MR No.2016 – 38
13 December 2016
Earlier this year the FMA consulted on a guide on good conduct, signalling to New Zealand financial services providers what to expect from interaction and engagement with the conduct regulator.
With a broad range of industry submitting, the process has given the FMA valuable insight into how New Zealand financial services providers view the topic of conduct regulation in general; and the intent and content of the guide specifically.
Rob Everett, Chief Executive of the FMA, said that in the draft guide and subsequent discussions with industry, the FMA recognised that the Financial Markets Conduct Act (FMC Act) does not contain broad conduct obligations for providers, beyond prohibiting mis-selling and misrepresentation under its Fair Dealing provisions.
A number of submitters had focused on the legal status of the FMA’s expectations as to conduct set out in the draft Guide and the FMA had discussed that issue with a number of interested parties.
“The guide does not create or replace any legal obligations on financial services providers. Its intention is to prompt their leaders first to consider why good conduct matters; and then to think about how to make that happen within their own organisations.”

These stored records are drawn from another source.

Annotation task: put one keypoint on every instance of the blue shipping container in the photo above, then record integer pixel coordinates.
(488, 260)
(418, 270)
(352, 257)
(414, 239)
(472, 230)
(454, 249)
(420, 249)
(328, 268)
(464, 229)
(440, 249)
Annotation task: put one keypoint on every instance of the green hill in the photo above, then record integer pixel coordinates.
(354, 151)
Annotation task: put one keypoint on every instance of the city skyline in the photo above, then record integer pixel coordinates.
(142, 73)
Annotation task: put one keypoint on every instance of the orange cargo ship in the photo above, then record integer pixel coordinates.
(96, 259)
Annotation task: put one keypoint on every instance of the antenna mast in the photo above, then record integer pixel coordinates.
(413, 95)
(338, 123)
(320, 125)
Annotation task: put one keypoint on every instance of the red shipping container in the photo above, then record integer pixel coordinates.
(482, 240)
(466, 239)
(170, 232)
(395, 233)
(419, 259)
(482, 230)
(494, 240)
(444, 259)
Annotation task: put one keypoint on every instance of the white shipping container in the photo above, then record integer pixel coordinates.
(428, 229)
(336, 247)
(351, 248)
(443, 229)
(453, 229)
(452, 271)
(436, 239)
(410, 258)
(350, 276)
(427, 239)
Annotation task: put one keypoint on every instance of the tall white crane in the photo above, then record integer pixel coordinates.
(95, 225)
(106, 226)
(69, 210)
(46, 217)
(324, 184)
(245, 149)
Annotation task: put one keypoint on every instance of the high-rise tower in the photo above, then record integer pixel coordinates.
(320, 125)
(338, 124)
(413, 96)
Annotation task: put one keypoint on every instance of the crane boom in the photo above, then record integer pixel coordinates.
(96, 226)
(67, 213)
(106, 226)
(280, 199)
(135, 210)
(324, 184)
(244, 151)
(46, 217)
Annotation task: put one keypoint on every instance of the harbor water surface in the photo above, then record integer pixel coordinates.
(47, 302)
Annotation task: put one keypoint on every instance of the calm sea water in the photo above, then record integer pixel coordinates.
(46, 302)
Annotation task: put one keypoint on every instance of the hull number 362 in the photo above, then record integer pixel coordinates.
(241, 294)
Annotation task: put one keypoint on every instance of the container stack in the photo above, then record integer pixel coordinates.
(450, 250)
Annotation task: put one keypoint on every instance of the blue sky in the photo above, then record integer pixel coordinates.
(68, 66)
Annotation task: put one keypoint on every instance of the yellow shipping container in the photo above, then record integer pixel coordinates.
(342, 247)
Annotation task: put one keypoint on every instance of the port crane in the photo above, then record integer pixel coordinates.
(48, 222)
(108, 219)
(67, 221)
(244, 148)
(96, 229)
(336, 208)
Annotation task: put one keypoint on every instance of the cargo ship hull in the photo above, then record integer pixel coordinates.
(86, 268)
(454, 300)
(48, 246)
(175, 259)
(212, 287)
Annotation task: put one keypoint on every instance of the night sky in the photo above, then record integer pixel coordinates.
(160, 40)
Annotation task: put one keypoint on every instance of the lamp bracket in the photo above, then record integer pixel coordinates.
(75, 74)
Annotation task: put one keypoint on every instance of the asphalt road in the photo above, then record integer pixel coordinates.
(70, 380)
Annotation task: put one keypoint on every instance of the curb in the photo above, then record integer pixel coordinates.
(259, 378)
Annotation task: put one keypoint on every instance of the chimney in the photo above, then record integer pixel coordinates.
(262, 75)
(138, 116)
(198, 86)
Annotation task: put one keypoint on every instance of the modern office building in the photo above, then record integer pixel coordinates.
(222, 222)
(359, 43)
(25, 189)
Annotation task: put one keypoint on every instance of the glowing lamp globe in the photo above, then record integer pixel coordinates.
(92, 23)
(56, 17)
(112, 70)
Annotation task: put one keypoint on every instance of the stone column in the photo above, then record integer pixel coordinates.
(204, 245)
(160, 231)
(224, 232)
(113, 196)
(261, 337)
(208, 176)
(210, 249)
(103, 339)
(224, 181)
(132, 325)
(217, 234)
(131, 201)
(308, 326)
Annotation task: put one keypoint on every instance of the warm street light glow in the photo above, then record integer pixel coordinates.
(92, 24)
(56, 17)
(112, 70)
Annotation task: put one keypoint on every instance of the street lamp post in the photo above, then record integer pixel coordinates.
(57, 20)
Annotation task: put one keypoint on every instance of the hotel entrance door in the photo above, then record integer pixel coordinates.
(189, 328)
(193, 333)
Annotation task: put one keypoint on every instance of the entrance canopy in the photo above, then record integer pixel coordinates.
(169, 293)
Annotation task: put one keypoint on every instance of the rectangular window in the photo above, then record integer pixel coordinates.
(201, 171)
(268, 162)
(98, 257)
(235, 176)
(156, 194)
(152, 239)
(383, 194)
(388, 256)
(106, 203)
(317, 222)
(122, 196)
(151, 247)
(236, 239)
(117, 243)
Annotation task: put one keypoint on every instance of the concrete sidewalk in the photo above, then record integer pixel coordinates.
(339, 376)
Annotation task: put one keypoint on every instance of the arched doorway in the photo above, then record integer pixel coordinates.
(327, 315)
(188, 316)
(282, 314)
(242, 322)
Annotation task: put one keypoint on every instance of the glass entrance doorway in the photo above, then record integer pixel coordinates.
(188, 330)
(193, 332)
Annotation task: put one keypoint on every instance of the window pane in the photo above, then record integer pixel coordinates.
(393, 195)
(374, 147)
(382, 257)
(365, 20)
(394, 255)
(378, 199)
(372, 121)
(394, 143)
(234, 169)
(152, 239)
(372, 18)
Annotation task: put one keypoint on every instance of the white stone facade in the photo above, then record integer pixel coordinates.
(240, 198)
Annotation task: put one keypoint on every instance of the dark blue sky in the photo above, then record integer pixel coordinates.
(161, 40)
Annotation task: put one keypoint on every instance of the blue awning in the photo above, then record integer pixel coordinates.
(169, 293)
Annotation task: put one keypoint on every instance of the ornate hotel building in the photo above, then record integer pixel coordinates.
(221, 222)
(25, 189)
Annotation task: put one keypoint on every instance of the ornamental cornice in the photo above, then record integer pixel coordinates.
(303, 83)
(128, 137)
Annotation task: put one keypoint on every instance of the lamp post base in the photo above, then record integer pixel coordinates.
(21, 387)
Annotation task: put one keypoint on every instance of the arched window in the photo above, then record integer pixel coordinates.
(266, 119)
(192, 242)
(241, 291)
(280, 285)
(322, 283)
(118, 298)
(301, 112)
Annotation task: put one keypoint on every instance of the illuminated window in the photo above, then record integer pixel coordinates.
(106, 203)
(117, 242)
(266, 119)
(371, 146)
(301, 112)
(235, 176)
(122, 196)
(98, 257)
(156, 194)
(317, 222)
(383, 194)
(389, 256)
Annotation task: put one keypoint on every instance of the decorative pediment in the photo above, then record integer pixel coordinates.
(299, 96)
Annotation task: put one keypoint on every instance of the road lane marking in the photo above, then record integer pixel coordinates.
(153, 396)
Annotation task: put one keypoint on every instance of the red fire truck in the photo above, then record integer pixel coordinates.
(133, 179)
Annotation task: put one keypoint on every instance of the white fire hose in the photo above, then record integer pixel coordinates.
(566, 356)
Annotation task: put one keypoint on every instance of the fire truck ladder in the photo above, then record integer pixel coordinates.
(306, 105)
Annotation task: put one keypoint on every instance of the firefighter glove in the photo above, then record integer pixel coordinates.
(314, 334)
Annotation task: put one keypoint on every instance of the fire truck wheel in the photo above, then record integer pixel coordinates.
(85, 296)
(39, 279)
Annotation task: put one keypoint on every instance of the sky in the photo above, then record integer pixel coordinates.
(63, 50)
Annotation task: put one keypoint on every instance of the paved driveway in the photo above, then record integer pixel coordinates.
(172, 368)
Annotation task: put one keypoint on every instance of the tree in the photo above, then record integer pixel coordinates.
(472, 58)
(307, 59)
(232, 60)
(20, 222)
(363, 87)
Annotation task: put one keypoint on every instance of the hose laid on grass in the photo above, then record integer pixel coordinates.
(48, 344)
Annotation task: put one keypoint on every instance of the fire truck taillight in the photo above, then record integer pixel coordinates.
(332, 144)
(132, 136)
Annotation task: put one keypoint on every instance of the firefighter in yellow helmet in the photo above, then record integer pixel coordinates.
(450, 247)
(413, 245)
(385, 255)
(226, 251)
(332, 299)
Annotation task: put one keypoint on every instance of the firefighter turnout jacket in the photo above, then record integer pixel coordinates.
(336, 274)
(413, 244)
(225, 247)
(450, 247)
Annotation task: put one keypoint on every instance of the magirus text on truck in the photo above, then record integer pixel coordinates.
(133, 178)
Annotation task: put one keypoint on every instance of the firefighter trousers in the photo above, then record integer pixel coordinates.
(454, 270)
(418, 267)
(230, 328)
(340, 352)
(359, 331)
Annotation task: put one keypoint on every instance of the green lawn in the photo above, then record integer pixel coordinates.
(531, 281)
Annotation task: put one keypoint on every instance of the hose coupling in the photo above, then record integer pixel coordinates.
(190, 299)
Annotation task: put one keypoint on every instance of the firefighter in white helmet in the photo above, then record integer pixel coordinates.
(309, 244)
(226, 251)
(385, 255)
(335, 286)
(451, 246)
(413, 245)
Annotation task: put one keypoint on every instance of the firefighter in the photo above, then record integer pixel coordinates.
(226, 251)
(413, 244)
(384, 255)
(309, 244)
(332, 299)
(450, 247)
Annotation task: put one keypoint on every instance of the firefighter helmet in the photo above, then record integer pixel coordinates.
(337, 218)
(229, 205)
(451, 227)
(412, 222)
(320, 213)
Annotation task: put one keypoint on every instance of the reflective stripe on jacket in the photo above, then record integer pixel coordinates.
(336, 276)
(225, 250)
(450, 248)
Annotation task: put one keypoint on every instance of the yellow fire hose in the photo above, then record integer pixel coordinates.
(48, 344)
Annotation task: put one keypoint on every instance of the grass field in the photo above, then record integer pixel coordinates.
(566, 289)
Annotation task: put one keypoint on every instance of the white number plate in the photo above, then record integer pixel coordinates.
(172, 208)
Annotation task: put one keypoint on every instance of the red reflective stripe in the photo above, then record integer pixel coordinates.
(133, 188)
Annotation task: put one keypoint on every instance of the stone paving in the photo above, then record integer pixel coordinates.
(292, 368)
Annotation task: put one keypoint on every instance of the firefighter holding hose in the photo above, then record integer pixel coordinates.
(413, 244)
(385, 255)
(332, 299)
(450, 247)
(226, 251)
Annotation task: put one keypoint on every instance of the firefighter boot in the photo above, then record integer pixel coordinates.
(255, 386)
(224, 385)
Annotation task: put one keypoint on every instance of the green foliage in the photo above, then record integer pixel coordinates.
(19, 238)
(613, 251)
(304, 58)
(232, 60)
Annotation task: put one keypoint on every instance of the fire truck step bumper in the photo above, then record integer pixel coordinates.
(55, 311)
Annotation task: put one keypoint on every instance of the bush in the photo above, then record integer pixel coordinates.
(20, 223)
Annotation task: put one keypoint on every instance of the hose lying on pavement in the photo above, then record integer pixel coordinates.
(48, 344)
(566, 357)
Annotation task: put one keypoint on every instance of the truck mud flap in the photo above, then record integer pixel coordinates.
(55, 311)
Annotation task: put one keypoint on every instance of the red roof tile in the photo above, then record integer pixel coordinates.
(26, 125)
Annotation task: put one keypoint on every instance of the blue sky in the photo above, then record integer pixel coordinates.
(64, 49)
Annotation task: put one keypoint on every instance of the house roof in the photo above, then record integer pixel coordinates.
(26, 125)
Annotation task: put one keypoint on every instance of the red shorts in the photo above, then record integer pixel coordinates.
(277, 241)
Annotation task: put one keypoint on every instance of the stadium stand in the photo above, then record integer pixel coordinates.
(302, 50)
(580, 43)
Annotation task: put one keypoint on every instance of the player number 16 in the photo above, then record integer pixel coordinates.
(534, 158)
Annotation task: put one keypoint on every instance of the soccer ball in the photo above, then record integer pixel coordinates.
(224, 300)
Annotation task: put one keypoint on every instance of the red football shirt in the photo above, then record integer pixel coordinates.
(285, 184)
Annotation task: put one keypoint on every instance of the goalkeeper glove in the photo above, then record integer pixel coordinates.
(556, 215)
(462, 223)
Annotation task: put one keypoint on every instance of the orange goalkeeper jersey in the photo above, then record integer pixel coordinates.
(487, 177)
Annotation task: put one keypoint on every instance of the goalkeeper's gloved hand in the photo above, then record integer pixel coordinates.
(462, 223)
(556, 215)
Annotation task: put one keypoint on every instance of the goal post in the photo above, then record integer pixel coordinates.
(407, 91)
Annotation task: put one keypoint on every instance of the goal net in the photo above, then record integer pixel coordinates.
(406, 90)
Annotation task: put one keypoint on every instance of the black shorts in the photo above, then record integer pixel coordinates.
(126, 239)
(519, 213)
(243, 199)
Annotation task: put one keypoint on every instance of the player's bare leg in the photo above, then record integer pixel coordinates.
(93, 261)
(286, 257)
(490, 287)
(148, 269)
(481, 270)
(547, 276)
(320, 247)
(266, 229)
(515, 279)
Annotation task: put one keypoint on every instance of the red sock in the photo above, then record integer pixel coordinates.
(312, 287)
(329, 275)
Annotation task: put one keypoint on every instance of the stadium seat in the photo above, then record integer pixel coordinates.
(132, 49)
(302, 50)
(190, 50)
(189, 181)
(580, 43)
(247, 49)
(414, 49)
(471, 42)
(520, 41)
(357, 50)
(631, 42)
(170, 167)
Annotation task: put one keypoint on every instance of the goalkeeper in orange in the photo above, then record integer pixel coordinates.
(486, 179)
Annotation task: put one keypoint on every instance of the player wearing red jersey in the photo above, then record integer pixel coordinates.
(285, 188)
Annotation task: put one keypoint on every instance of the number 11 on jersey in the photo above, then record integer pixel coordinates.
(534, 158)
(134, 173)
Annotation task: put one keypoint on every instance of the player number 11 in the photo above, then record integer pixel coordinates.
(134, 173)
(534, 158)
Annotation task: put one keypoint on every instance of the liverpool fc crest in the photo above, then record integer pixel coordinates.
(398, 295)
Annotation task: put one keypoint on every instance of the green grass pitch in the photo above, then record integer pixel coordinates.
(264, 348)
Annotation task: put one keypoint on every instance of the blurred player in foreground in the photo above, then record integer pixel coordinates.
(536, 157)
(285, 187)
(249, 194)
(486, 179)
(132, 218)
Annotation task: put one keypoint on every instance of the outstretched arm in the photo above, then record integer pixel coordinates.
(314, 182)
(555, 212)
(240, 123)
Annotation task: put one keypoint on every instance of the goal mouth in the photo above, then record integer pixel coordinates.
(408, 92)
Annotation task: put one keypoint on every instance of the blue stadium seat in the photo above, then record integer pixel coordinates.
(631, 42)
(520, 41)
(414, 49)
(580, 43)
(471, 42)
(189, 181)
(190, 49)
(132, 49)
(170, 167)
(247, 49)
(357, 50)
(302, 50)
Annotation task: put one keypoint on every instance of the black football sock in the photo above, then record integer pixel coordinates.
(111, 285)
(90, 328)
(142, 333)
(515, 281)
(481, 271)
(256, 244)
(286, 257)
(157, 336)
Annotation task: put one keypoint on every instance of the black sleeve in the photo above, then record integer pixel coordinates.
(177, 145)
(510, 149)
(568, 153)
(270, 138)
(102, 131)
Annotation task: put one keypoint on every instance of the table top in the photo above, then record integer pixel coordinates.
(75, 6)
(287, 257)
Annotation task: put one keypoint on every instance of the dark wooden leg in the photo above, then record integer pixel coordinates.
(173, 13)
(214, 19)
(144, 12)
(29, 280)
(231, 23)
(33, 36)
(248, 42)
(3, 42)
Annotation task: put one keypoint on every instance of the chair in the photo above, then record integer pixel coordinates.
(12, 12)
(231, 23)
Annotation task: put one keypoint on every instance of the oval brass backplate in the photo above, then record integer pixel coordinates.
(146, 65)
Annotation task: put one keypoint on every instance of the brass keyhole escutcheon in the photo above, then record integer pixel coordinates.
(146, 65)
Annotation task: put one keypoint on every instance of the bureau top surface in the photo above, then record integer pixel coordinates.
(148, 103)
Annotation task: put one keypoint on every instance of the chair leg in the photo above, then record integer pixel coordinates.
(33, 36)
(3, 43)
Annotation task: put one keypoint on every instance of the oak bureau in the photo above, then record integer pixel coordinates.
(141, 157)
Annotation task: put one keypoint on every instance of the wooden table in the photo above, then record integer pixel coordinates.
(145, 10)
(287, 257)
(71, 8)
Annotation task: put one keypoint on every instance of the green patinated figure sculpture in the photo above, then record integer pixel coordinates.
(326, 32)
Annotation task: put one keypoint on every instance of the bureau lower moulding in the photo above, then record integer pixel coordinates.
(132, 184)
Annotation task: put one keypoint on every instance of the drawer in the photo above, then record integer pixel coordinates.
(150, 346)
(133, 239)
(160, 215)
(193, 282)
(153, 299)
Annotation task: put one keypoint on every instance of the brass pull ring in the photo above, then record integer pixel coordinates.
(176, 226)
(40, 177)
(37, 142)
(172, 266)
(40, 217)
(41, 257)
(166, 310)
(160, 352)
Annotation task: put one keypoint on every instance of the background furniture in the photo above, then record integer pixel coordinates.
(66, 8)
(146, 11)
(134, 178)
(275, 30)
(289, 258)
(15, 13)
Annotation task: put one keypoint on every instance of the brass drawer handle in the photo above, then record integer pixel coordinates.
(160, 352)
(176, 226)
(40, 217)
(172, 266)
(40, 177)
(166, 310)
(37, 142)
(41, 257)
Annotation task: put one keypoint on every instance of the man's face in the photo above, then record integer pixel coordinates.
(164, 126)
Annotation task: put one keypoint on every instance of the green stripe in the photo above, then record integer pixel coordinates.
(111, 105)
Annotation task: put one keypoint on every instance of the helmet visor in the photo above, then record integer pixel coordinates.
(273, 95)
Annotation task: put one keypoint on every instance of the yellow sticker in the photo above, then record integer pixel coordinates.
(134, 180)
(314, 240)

For other submitters, the guide was not sufficiently detailed and needed far more concrete detail about what good and bad conduct looks like, and what it takes to comply. However, as an expression of the FMA’s expectations and some indicators as to practices and processes that would reflect a good approach to conduct risk, it was never intended to be a checklist or something that laid out required processes to be followed by firms.
“The true test of any provider’s approach to conduct will not be how much it sounds like what is in the guide,” Mr Everett said. “It will be whether they can show customers – and the FMA if necessary – that what they do is consistently effective at producing good customer outcomes.”
Given the regulatory workload for both the FMA and the industry arising from the final stages of the transition to the FMC Act, the final version of the guidance and a report on the submissions received will be published in the new year.
From that point, as the FMA moves into operational mode, staff will refer to the guide as they assess how sectors and firms have designed their systems, processes and culture to generate consistently good conduct. Likewise, when confronted with issues, complaints or alleged breaches of the law, the relevant firm’s approach to conduct will be a factor and the guide will be a reference point for the FMA teams.
Consultation on A guide to the FMA’s view of good conduct closed on 31 October. Twenty nine (29) submissions were received on the guide from a broad range of industry - including financial service providers and other organisations/associations.